Despite the mood issues, I loved the University, even though I knew I wasn't a good fit for the Animal Science Department because they focused on agriculture and mostly food animals while I believed, and I was often alone on this, that horses should be considered "companion animals," and I was a haughty animal welfarist.

Even though back then I was too liberal for my major, I danced around and took whatever courses spurred my interest, many of which were not part of my degree.

But I failed, as early as Fall Quarter 2001, and throughout the years in college, I would fail more.

Despite the fact that I felt a lingering sense of superiority over my fellow English 156 students (I took AP Lit my senior year of high school and also attended multiple English courses at the University--plus I'm older and have been writing for personal enjoyment most of my life), I couldnt help but recognize that many of my classmates would succeed where I did not. They would go on to complete their Bachelor's in a reasonable amount of time even if they needed an extra step to freshman composition.

Perhaps they wouldn't make the large, hindering mistakes I did--like binge drinking instead of studying the night before a midterm.

I started taking college classes when I was thirteen or fourteen years old. My mother was worried I would fall behind the other students and forced me to attend community college classes over the summers.

Why, if I've spent all this time in college, am I taking a basic reading and writing course?

I was hospitalized a few weeks after my last ECT in July of 2015. I tried to play Scrabble with a fellow patient but couldn't spell simple words like "world." I was reduced to a drooling, soft baby, learning to play with small blocks.

After that, even as my cognitive abilities improved, I had little confidence in returning to any level of college.

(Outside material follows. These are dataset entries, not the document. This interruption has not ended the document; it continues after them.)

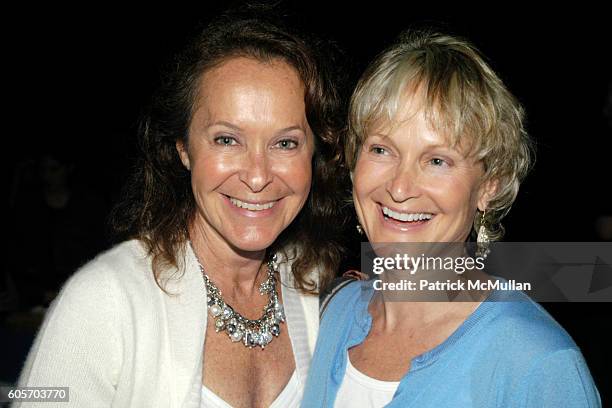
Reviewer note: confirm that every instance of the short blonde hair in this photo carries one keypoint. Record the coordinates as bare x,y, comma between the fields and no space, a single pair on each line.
463,98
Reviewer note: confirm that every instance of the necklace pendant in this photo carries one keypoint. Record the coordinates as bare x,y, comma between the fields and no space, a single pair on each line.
250,333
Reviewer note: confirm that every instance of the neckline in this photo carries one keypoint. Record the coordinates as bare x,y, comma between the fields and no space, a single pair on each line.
366,380
282,398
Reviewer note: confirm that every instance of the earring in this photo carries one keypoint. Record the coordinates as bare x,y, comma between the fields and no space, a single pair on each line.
483,239
359,229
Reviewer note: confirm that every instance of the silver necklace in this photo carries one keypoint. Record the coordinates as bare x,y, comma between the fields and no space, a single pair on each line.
251,333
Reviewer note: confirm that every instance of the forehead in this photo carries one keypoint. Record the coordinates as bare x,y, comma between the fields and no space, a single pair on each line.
412,111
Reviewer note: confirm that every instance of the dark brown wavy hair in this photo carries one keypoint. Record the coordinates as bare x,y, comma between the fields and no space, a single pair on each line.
158,203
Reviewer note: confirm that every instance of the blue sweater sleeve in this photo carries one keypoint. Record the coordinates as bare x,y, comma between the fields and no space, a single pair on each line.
559,379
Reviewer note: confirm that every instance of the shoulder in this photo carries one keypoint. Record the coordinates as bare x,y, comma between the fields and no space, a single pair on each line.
114,278
344,298
123,265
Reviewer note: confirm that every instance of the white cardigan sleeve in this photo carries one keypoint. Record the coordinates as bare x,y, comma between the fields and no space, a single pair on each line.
79,344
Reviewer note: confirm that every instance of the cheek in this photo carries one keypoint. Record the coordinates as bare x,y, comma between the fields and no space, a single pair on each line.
363,181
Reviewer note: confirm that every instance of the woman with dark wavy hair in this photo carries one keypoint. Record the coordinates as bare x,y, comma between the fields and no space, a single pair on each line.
230,221
437,150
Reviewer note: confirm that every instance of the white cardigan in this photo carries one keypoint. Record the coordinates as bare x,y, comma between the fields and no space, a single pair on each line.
117,340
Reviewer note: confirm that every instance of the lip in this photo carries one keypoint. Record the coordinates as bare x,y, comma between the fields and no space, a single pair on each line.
413,226
253,214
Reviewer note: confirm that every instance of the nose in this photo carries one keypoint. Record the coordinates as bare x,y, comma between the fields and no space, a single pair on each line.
404,184
256,172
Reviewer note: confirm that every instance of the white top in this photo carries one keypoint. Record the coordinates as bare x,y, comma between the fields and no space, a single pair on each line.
289,397
117,340
359,390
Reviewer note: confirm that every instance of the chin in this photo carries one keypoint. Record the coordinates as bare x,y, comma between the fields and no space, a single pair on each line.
254,242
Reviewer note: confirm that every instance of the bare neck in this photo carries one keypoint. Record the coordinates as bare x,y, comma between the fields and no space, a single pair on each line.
393,316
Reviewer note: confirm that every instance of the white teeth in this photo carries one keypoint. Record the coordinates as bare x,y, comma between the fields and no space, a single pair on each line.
252,207
406,216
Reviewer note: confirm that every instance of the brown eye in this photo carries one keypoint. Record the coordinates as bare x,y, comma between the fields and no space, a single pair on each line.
378,150
225,141
287,144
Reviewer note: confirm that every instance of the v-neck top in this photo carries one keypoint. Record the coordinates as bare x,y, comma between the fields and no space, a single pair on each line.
508,352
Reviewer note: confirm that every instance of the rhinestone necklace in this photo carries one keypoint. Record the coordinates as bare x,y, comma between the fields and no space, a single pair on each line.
251,333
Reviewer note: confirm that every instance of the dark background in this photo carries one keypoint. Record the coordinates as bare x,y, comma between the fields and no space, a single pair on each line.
76,80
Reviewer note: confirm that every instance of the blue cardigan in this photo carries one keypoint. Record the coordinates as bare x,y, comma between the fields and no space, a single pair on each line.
508,353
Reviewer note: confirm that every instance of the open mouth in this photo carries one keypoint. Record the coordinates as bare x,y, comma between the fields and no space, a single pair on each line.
406,217
260,206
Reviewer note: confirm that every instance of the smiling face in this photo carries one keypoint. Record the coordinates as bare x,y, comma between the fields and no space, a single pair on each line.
409,185
249,151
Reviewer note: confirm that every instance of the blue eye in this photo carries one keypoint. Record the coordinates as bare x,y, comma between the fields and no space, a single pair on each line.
287,144
225,141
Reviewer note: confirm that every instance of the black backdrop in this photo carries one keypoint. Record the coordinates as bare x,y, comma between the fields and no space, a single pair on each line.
78,77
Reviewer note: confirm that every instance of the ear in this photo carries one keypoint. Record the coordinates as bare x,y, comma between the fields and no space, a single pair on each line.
488,189
183,154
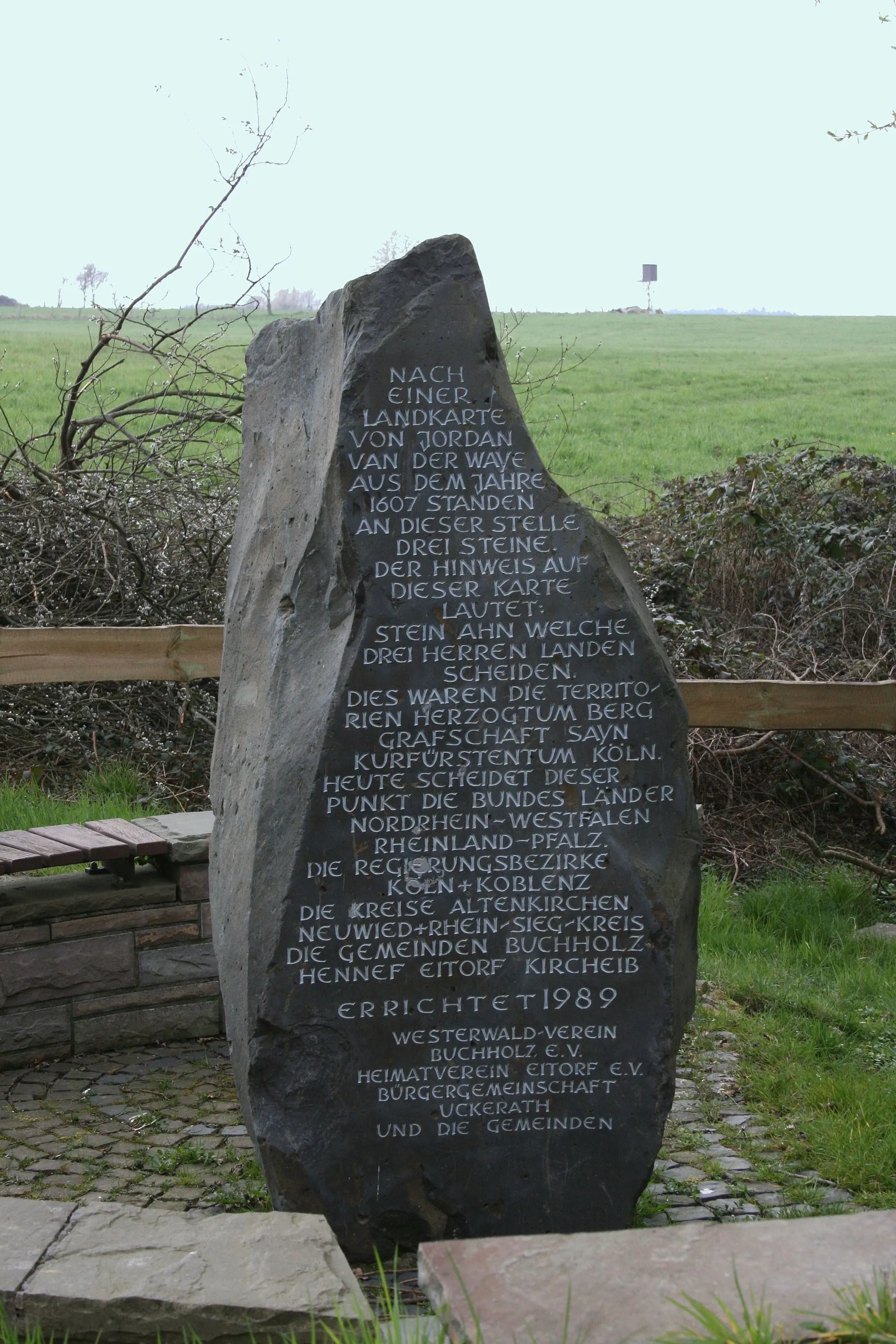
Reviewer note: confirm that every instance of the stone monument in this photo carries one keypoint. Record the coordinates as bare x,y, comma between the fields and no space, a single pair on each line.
456,854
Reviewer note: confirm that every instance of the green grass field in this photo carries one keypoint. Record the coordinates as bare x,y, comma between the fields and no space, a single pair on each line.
656,397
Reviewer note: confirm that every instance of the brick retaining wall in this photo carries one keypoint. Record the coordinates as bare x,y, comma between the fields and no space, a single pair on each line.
92,962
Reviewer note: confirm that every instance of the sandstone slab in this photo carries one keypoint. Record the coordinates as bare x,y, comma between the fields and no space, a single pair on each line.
164,966
30,1031
137,1026
133,1273
620,1285
27,900
187,834
27,1230
61,970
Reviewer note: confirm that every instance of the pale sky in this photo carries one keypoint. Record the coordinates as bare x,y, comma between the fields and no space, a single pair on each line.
569,142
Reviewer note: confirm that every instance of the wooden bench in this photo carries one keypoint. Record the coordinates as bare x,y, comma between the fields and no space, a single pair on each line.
113,843
112,957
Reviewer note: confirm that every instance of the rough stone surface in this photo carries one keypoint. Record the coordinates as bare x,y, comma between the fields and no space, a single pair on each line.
27,1229
192,881
171,914
396,906
33,1030
66,968
27,900
187,834
161,967
132,1273
167,1022
621,1284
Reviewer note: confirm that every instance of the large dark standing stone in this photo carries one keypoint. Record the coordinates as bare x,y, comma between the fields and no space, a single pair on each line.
455,862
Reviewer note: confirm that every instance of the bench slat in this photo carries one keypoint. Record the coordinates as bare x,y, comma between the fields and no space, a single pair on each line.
140,843
18,861
93,844
53,851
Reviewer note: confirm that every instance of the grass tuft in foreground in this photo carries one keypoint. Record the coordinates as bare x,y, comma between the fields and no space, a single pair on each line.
815,1012
117,791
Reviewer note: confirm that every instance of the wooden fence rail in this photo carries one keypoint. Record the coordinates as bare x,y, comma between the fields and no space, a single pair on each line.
189,652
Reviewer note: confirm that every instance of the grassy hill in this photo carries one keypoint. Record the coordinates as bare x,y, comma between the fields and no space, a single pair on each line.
657,397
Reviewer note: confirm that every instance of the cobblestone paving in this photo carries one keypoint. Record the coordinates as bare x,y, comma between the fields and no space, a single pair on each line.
723,1170
163,1125
143,1127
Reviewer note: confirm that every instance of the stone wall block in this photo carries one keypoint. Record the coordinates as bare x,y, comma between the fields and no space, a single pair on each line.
192,881
58,971
166,966
150,918
29,1031
167,936
35,900
187,991
167,1022
24,937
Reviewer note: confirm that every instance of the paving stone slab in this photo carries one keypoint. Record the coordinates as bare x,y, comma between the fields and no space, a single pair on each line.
135,1272
519,1285
27,1229
187,834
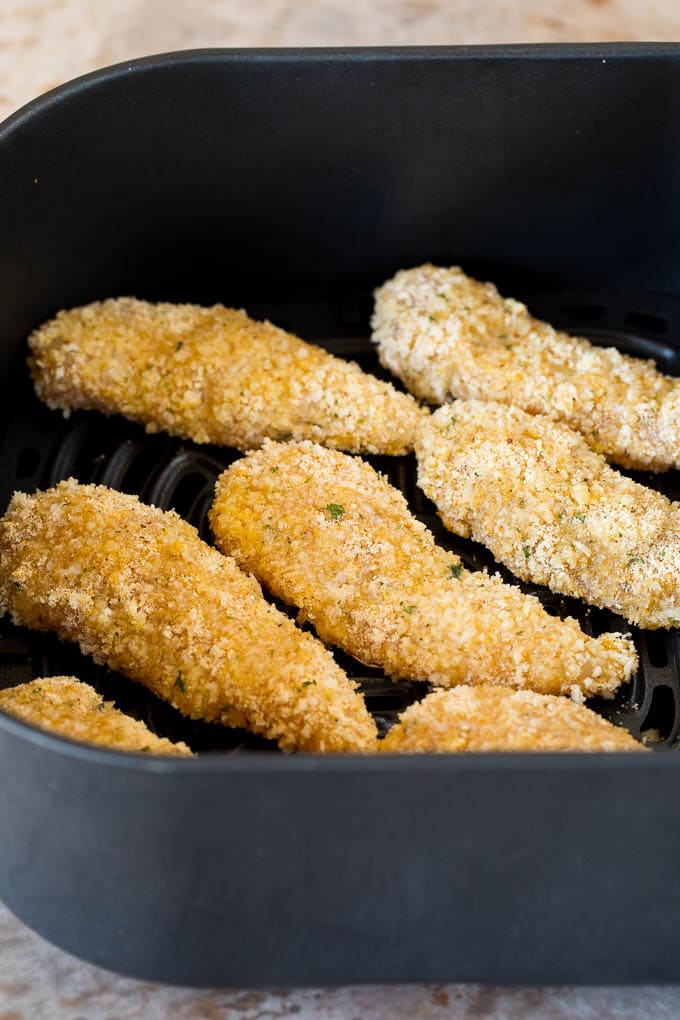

I was essentially starting over. All those courses at the University? I don't remember them.

Downhill

"I noticed you withdrawing during your junior year in high school, and it's been downhill ever since."

--Mom when discussing my history of depression


Why English 156 Wasn't Easy, Part III

It's the first day of Summer Semester 2016. The instructor walks in to the front of the class with his bag over his shoulder and sunglasses and an distinguished frown.

"Why is he frowning?" I ask myself. "Did I make a mistake in coming?"